For the practical purpose, answer to the question ‘what next after the cardiopulmonary resuscitation?’ may provide the basis for justice. Successful CPR is generally followed by admission of the patient in intensive care unit usually on ventilator. These facilities are scare throughout the globe and the distributive justice comes into play. In this course, several parameters like terminal illness, multi-organ failure, co-morbidities and age [39] of the patient etc. are considered for triaging the patients and/or deciding the medical futility. Code of Ethics for Emergency Physicians published by the American College of Emergency Physicians incorporates emergency physician’s duty in justice to act as responsible stewards of the health care resources entrusted to them and must make careful judgments about the appropriate allocation of resources to maximize benefits and minimize burdens [20].
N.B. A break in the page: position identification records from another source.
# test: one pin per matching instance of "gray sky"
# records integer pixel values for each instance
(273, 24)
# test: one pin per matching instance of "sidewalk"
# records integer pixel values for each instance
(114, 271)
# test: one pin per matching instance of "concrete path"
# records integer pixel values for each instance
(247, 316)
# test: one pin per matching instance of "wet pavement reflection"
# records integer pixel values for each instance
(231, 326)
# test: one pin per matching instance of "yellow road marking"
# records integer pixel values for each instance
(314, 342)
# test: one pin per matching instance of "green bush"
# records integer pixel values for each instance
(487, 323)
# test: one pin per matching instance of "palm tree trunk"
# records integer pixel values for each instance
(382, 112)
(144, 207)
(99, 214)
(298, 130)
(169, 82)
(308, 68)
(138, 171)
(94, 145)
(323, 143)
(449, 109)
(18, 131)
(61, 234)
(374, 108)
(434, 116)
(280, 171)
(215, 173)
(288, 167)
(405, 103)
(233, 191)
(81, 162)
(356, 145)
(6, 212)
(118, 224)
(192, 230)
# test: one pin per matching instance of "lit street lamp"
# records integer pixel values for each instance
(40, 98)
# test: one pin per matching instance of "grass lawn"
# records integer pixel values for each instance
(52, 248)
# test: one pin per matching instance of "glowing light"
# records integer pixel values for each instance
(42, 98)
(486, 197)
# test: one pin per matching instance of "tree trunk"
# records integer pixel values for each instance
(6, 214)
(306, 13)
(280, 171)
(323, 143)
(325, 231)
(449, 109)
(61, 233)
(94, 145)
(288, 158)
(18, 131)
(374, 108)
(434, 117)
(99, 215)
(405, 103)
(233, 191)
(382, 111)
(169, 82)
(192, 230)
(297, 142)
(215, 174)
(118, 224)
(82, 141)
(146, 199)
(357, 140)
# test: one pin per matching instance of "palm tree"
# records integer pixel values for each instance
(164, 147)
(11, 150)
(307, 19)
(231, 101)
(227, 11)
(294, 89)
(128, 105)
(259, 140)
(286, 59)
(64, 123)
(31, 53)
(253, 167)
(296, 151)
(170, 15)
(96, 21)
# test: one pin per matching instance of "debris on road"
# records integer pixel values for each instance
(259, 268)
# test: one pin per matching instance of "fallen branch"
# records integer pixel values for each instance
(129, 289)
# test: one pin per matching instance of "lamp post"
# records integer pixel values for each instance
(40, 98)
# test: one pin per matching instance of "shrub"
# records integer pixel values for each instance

End-of-life decisions either not to resuscitate or withhold CPR are difficult emergency decisions which are justified when the medical futility is decided with due considerations to the principles of biomedical ethics. CPR is not indicated in situations such as terminal irreversible illness when death is not unexpected. Ethical approach simplifies the complexities and facilitates shared decision making process and in due course maintains the consistency of consecutive decisions. CPR guidelines should not just be based on technical and legal issues but also need to encompass the ethical components so that due considerations are incorporated to respect the autonomy of the patient, in their best interest, without harm and additional sufferings and justifiable equal opportunities in the given context of the society.